Sanderson took to his YouTube channel for his newest in his “SanderFAQ” video series (hat tip: Polygon) to clarify. Principally, when he began writing throughout his school and graduate college days, the fantasy style was “deep in Tolkien’s shadow,” most likely much more than traditional due to Peter Jackson’s vastly profitable Lord of the Rings movies.
And in consequence, Sanderson observed many different works that took inspiration from J.R.R. Tolkien’s worldbuilding. In reality, as he recollects in the video, he was impressed at the time to write a controversial essay “about how Tolkien ruined fantasy,” a bit he now calls “very clickbaity in the days before we understood ‘clickbait.’” (Later in the video, he admits he now realizes he was additionally being “a bit snobbish” making an attempt to inform individuals what they need to and shouldn’t take pleasure in.)

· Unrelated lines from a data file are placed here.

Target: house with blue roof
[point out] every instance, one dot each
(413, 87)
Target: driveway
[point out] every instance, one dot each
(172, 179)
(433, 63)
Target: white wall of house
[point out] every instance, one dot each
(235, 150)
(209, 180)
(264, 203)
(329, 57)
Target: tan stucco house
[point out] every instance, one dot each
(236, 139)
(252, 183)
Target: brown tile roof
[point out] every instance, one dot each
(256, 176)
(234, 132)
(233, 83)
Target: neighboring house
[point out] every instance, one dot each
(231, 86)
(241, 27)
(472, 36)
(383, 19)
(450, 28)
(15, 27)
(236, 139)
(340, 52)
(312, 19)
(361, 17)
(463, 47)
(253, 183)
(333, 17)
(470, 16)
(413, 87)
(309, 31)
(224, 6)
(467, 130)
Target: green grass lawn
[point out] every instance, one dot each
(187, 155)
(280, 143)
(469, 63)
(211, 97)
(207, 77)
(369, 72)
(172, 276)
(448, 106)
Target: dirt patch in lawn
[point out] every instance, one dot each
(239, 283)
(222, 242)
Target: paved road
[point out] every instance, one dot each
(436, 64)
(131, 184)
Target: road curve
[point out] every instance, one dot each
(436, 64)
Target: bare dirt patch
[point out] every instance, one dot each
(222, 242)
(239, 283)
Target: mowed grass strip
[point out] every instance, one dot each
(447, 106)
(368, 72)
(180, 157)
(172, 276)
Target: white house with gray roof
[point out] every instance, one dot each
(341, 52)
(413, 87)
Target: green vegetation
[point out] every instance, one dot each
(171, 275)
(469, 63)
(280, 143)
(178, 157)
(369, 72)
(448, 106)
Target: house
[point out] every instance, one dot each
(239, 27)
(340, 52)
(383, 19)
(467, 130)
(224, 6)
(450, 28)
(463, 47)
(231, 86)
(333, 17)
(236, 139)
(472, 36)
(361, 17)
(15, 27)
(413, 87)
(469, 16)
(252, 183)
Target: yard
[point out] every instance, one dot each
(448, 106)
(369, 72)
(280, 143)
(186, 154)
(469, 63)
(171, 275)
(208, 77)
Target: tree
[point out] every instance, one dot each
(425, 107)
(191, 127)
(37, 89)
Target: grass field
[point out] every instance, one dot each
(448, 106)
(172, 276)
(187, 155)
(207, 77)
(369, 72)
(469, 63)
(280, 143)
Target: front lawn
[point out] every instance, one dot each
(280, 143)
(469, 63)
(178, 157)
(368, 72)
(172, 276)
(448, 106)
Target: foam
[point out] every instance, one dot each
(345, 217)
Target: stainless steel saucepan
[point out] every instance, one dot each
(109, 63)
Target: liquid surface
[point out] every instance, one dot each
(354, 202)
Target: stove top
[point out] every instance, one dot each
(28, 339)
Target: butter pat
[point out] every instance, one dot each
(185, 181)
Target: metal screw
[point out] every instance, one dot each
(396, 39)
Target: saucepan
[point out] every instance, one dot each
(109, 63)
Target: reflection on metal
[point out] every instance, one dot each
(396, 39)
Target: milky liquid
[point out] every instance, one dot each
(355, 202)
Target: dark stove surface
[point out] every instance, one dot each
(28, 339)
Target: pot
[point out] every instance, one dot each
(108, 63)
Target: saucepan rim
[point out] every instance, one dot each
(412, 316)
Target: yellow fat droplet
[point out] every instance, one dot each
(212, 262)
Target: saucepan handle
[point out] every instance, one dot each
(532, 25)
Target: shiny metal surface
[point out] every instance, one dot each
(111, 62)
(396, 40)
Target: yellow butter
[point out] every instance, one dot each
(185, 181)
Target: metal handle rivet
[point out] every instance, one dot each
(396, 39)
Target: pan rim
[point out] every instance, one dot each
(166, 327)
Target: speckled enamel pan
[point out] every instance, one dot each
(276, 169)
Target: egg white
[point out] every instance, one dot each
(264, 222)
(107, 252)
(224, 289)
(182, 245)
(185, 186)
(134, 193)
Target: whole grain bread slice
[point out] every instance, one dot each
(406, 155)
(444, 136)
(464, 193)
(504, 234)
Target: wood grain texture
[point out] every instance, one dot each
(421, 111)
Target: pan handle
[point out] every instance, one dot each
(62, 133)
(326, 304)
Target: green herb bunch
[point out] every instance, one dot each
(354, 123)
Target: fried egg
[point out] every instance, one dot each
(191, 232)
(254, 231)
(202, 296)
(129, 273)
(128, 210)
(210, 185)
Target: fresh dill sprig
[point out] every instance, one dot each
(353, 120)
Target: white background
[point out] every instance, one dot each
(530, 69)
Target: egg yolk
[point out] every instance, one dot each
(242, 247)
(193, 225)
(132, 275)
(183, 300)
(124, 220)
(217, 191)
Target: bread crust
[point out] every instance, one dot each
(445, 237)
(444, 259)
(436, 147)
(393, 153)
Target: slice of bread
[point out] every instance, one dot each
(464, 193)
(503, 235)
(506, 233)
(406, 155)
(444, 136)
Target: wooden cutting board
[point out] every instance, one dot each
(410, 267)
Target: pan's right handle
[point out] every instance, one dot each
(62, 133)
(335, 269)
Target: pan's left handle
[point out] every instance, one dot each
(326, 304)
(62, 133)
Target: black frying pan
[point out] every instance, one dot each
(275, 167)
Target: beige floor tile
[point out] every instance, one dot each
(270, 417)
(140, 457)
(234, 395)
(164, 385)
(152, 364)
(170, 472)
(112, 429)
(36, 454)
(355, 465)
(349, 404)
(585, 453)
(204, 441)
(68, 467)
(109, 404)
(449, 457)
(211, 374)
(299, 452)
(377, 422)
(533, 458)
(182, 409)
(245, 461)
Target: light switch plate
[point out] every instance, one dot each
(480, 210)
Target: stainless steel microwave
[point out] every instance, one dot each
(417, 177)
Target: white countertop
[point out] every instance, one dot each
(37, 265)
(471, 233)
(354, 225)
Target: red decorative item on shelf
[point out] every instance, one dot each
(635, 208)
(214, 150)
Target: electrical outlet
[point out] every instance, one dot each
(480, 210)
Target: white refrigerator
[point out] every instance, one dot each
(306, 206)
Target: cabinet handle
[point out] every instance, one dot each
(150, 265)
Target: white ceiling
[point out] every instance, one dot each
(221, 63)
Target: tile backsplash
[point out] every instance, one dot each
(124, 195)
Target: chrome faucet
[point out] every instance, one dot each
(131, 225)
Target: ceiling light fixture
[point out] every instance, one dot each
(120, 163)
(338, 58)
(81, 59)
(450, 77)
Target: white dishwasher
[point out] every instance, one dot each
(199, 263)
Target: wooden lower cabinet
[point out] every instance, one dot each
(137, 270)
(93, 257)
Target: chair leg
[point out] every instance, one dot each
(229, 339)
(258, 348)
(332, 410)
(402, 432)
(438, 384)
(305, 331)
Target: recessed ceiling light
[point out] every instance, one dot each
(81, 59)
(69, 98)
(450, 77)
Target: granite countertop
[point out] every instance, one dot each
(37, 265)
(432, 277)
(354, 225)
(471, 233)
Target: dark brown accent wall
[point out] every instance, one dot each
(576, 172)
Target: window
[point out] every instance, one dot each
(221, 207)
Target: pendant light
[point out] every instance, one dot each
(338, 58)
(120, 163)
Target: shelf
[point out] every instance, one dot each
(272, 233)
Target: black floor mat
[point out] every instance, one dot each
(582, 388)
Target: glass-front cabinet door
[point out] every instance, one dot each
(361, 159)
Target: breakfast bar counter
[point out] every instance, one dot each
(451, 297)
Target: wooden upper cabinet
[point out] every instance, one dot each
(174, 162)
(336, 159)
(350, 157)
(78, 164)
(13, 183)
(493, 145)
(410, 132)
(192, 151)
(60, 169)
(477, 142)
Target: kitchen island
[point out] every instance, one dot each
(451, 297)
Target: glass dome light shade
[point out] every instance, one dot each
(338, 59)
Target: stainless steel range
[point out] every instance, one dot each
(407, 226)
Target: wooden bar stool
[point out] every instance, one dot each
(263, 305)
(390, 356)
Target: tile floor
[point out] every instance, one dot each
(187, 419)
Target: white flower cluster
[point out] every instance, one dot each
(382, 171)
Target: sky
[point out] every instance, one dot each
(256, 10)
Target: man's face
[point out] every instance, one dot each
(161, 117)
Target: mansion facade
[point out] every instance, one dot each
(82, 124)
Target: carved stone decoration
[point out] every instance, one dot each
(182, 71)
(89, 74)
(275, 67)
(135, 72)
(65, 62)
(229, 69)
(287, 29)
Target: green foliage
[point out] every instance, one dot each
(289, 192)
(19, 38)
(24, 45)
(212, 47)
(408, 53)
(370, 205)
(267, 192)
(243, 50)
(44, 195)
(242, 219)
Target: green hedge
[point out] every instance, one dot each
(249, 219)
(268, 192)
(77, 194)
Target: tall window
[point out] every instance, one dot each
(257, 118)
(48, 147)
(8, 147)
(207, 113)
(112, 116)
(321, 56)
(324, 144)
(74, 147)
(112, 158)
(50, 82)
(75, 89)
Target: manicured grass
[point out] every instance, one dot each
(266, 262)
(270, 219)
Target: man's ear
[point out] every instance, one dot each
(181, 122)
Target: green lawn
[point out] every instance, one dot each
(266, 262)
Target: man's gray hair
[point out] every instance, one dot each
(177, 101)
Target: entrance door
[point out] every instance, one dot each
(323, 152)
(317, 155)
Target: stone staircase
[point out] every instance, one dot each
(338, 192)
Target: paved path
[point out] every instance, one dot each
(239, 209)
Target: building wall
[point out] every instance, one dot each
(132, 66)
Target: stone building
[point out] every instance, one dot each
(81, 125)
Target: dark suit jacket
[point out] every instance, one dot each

Sanderson says he’s readjusted that view and is even in the center of a Tolkien revisit by way of the Andy Serkis-narrated audiobooks. “However in the late ’90s, I’m like, ‘Can’t we get away from this?’” he mentioned. “Fantasy needs to be the most imaginative style. It’s the style the place you are able to do something … and so I believed, nicely, I need to have a trademark of my writing be that it’s extra human-focused than fantastical-creature-focused.”
And even past that, “If I’m going to be doing fantastical creatures, I need to try to give you my very own. I need to have some new fantasy races that don’t simply really feel like elves with one other identify or dwarves with one other identify.”
He did embody dragons, he famous, as a result of “arising with one thing that has the weight and awesomeness of a dragon that isn’t a dragon is very troublesome … in order that’s the one I made a decision to bend on ultimately.”
At the finish of the clip, he concludes by saying, “I not really feel like we want to ‘kill the elves’ [referencing the name of his essay] or something like that. I really feel like, write your guide, learn your guide, learn what you’re keen on, write what you’re keen on. And there is room to do new issues even nonetheless all these years later with a few of these concepts that Tolkien approached again in the ’50s and ’60s.”